Un Livre Que J'ai Lu (15) : Lincoln (Walt Whitman)
Et Dieu créa Lincoln, voilà ce qu'aurait pu écrire Walter Whitman. Ce texte est une véritable apologie de celui qui fut assassiné dans un théâtre le 14 avril 1865. Le poète américain s’est assigné la tâche de relater ce drame qui, dit-il, fut révélé avec tout le calme et la simplicité d’un événement des plus ordinaires (p24). Booth, le meurtrier, n’avait certainement pas envisagé la gloire qui allait, par la plume de Whitman, auréoler sa victime. En effet, Whitman a suffisamment d'éloquence pour faire l’éloge du seizième président des Etats-Unis. Abraham Lincoln est, pour l’auteur, une sorte de Moïse, d’avantage peut-être tant l’homme est porté au pinacle grâce à l’émancipation de trois millions d’esclaves. Epoque climatérique donc comme il en fut autant du peuple juif sous le joug des pharaons. L’influence anglo-protestantisme du très élisabéthain Georges Washington reflète donc assez bien la prédominance des textes pré évangélique dans la psychologie américaine. L’immense épisode de la sortie d’Egypte dominera, à vrai dire, assez largement la culture américaine. Le prolifique réalisateur John Ford abondera en ce sens jusqu’à l’incontournable et immense Moïse de Cecil B. DeMille. Il n’est donc pas fortuit que Lincoln porte le prénom d’Abraham, cette influence judéo protestante va donc définir la colonne vertébrale de la spiritualité politique américaine dont la concrétisation la plus malsaine se retrouvera coincé entre le veau d’or du Sinaï et le taureau de bronze furieux au pied de Wall Street. Cette légère digression permet de comprendre l’assassinat de John Kennedy et de Martin Luther King. Indéniablement le massacre politique a pour objet de faire reculer le message évangélique au profit de la question économique ; la demande du Christ au jeune homme riche ne passe plus ! Walt Whitman n’analyse donc pas en profondeur les raisons qui ont poussées l’assassin à commettre son forfait.

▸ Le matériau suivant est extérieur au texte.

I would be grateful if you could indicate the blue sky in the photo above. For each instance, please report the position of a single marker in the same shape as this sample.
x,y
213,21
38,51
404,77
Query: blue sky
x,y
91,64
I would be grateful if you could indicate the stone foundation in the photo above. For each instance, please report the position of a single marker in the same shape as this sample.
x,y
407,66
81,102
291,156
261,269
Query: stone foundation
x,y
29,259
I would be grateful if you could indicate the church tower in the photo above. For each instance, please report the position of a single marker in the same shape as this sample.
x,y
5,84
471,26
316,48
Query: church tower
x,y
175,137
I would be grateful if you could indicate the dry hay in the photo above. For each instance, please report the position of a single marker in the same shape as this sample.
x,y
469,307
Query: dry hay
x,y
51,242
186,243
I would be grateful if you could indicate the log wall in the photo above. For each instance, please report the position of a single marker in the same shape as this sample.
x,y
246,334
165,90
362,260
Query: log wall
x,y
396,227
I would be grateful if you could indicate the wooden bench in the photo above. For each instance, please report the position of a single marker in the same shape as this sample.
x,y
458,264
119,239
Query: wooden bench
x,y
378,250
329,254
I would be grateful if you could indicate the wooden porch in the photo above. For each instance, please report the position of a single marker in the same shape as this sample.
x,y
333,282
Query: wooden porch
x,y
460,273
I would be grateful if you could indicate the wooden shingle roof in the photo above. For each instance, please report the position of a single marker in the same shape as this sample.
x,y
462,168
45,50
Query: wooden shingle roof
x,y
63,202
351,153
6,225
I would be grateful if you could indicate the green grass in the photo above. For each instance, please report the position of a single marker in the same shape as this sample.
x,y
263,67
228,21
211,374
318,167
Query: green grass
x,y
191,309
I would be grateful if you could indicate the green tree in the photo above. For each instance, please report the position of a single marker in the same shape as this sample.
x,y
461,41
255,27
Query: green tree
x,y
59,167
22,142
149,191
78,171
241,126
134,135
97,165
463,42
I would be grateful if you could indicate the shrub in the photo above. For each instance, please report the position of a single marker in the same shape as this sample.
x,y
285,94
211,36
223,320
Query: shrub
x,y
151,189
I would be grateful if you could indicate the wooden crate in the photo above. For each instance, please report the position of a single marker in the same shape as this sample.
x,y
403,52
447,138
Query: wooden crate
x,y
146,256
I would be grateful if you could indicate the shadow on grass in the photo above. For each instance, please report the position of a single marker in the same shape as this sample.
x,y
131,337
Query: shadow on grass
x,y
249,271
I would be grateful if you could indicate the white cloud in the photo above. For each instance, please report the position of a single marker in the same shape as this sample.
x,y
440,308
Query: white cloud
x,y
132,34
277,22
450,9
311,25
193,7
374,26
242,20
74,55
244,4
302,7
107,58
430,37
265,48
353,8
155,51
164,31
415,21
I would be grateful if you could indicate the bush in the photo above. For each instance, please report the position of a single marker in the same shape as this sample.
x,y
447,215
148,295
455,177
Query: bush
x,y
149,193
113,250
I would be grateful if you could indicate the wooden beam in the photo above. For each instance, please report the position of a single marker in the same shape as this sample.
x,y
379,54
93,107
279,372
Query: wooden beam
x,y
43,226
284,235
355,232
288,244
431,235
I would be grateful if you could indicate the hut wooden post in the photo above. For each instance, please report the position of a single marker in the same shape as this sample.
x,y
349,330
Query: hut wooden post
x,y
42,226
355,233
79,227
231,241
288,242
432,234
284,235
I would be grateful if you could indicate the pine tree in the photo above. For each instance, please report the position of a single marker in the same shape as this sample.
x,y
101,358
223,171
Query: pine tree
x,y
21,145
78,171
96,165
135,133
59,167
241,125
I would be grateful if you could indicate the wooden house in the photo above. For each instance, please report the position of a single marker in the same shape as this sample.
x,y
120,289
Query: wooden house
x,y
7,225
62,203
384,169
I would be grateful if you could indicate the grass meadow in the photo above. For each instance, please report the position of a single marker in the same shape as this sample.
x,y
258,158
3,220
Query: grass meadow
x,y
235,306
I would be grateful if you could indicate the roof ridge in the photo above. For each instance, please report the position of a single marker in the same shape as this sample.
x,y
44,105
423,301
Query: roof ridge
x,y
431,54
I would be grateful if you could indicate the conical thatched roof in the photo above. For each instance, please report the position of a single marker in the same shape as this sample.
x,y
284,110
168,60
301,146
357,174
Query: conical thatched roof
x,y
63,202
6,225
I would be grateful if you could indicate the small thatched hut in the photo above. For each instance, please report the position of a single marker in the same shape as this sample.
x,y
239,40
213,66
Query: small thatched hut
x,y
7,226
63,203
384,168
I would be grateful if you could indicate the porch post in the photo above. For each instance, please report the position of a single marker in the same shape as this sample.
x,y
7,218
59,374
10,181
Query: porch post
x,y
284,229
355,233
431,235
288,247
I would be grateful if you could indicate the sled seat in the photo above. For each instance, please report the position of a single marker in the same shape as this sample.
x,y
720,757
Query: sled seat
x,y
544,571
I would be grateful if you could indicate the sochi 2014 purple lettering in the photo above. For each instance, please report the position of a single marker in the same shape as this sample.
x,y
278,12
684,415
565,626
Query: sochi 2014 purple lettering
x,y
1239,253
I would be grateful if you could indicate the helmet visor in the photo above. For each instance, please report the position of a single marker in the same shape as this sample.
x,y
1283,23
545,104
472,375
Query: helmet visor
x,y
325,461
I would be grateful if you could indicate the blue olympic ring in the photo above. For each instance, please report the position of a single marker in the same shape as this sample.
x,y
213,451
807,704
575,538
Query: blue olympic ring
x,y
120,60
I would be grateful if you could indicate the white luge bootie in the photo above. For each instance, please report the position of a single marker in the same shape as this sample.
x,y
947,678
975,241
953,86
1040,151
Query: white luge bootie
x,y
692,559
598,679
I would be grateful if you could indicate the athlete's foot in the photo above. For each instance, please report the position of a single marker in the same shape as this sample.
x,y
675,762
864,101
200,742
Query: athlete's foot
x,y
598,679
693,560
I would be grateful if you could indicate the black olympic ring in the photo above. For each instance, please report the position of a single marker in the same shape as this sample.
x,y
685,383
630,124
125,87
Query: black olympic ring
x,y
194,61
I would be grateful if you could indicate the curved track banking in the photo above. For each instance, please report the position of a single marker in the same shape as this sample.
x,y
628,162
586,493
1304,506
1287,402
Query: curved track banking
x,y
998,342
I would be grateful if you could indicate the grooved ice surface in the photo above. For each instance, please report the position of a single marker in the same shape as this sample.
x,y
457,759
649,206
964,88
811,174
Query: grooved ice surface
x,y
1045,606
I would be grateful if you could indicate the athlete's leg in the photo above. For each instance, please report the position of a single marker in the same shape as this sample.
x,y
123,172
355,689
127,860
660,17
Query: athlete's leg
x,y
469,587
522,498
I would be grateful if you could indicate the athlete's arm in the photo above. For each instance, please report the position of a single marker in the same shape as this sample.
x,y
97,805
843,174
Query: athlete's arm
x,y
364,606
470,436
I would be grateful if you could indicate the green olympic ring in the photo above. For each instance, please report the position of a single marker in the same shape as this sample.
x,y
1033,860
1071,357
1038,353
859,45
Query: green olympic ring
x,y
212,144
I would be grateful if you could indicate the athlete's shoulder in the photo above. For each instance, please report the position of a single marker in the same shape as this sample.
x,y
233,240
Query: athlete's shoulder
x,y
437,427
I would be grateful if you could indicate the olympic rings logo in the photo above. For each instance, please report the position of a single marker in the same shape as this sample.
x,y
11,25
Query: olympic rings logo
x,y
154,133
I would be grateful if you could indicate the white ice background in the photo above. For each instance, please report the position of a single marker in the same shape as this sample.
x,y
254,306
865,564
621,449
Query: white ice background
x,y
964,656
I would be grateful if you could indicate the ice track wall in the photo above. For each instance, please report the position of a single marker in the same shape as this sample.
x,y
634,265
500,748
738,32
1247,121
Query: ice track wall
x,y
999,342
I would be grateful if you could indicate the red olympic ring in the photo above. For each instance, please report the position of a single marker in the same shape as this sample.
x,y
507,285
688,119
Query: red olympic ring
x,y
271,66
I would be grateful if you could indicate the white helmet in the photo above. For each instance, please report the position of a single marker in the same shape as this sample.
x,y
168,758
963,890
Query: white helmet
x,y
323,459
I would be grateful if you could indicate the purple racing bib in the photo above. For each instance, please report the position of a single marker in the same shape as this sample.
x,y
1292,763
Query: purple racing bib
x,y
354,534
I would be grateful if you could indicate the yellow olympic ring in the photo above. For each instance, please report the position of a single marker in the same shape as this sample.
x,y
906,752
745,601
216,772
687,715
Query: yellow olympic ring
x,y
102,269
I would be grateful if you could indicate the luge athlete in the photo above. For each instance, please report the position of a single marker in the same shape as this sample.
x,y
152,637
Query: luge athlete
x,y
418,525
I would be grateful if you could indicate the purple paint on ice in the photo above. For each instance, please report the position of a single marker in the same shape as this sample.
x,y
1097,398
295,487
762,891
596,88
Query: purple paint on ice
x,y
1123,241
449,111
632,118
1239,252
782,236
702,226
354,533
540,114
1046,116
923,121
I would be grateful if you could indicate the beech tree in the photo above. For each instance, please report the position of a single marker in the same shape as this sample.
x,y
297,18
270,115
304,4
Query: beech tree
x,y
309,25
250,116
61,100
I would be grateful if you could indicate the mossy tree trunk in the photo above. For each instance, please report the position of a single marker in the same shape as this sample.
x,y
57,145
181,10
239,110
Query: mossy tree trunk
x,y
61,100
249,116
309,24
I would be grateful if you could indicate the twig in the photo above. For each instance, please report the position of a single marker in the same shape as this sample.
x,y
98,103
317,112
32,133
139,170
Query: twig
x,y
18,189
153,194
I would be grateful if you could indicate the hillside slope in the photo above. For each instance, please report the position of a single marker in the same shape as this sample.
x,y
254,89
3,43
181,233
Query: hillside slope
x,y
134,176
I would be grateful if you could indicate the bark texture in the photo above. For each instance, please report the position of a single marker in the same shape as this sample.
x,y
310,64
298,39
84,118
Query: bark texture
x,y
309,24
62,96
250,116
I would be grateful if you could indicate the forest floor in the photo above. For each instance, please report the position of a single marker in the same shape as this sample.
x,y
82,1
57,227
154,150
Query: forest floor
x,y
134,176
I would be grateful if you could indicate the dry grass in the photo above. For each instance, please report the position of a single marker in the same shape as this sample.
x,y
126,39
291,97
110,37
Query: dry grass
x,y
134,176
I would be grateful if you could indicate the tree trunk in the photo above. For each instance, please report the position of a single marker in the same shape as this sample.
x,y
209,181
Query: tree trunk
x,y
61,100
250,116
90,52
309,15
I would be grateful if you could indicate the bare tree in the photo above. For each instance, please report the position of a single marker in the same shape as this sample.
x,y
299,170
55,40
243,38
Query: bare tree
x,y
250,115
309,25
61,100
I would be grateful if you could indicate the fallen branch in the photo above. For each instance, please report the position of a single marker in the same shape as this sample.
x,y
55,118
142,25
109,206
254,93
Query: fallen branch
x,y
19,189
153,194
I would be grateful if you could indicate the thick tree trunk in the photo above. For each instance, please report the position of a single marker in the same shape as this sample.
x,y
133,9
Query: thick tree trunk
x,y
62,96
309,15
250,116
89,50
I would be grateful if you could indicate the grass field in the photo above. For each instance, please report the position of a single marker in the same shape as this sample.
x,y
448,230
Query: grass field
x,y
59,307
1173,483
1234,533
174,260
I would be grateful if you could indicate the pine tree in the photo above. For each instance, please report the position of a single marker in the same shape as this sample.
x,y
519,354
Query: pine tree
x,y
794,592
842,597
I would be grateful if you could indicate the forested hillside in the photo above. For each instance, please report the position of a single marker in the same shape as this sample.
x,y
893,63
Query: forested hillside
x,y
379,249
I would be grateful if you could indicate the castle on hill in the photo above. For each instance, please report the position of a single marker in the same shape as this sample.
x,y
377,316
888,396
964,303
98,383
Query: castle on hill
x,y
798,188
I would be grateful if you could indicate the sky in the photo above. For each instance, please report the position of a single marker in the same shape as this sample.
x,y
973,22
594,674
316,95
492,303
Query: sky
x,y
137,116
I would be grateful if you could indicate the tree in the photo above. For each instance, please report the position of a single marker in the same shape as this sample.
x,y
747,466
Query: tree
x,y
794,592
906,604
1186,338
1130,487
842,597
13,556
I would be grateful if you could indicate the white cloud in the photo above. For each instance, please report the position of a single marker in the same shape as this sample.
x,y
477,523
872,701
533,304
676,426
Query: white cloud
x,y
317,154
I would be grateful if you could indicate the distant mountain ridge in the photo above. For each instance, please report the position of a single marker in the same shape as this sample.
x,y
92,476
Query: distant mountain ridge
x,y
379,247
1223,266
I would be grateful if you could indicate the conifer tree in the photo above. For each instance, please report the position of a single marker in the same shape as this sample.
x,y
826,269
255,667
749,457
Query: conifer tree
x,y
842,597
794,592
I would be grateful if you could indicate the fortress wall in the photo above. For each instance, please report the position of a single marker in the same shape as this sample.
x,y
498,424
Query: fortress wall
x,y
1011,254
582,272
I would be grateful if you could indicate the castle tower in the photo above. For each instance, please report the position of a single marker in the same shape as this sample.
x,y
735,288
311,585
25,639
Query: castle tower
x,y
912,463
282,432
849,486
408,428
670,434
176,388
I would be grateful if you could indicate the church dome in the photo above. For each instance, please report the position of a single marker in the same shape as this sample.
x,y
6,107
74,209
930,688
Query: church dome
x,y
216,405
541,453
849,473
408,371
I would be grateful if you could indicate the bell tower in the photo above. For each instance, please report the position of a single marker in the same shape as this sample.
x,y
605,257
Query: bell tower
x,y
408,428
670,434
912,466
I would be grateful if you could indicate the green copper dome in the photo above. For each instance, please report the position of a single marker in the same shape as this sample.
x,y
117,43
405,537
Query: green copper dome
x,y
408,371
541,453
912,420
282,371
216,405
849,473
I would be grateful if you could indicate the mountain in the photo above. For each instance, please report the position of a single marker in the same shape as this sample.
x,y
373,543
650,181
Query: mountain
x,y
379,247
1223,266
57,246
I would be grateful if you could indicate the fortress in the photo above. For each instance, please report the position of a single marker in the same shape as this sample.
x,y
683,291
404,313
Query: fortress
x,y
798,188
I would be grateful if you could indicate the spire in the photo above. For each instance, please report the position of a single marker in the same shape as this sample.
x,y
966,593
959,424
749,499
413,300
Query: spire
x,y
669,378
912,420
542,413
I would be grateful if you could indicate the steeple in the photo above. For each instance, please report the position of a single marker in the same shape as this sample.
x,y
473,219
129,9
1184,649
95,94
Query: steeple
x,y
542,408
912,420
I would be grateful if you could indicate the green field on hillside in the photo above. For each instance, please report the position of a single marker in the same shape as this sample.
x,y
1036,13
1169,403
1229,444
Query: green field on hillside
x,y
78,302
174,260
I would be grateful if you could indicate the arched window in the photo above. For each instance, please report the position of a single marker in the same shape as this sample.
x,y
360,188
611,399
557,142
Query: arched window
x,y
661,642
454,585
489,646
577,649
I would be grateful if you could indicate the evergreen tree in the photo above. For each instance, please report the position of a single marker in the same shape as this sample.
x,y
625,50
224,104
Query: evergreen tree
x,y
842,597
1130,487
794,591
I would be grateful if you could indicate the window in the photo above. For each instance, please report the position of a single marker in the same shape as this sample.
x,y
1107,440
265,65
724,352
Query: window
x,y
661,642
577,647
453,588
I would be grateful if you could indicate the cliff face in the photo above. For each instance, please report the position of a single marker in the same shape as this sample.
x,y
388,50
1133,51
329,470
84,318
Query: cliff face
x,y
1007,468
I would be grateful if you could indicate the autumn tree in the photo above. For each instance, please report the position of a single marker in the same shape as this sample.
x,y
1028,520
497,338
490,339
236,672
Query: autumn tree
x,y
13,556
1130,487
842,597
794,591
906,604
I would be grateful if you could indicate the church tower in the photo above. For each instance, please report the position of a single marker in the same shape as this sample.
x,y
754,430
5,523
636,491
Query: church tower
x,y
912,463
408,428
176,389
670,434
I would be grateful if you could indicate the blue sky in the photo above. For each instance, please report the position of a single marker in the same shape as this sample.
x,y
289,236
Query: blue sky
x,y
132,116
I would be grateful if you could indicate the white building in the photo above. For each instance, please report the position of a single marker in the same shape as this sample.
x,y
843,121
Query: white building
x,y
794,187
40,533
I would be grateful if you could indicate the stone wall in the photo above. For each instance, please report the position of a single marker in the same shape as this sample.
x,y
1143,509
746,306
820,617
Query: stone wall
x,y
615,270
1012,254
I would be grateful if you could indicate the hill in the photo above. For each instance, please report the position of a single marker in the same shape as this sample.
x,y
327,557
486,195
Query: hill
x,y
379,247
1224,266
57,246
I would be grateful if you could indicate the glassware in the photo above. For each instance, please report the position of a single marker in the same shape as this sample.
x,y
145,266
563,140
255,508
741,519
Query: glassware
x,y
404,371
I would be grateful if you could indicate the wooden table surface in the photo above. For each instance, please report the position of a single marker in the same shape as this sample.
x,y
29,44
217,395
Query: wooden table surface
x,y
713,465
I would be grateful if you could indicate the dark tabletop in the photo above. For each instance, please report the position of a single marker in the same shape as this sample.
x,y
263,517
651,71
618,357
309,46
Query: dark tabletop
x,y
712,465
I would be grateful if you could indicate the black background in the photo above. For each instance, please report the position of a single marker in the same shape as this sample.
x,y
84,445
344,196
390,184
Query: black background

Il faut peut-être revenir à cette bataille de Gettysburg, qui en 1863, fut toute aussi saignante que la bataille de Verdun, et qui fragmenta définitivement la psychologie de la jeune Amérique où Lincoln acheva certainement et définitivement la fin d'un idéal sudiste qui ne fut réellement compris que par une poignée d'hommes fiers et courageux. L'écho futur de cette séparation sera le communautarisme évangélique démocrate, qui, nostalgique d'une époque victorieuse, trouvera dans l'immense Obama une nouvelle figure tutélaire pro-noire. Whitman aurait certainement encensé ce leader avec la même fougue qu'il encensa Lincoln. L’Amérique de Whitman est une Amérique sociale au sens weillien et qui s'il pouvait être expliquer ici rendrait furieux la masse informe et répugnante qui siège à New York et à Hollywood. Bref, cette guerre de sécession est en réalité la partie visible de deux Amériques qui jamais ne pourront s'entendre sur le fond et dont le président actuel Donald Trump est la dernière représentation théâtrale.
En réalité si l’ouvrage demeure en surface, l’auteur suggère bien plus qu’il ne dit, laissant transpirer un politiquement correct qu’il ne devine pas subversif. Cette même dialectique humaniste, déjà très présente en Europe, dans les bouches des républicains tueurs de rois, fait office ici de pamphlet émotionnel hypnotique. Lincoln sera donc le premier grand martyr américain (p61), qui, sous la plume de Walter Whitman, la société du spectacle aidant, deviendra un saint homme.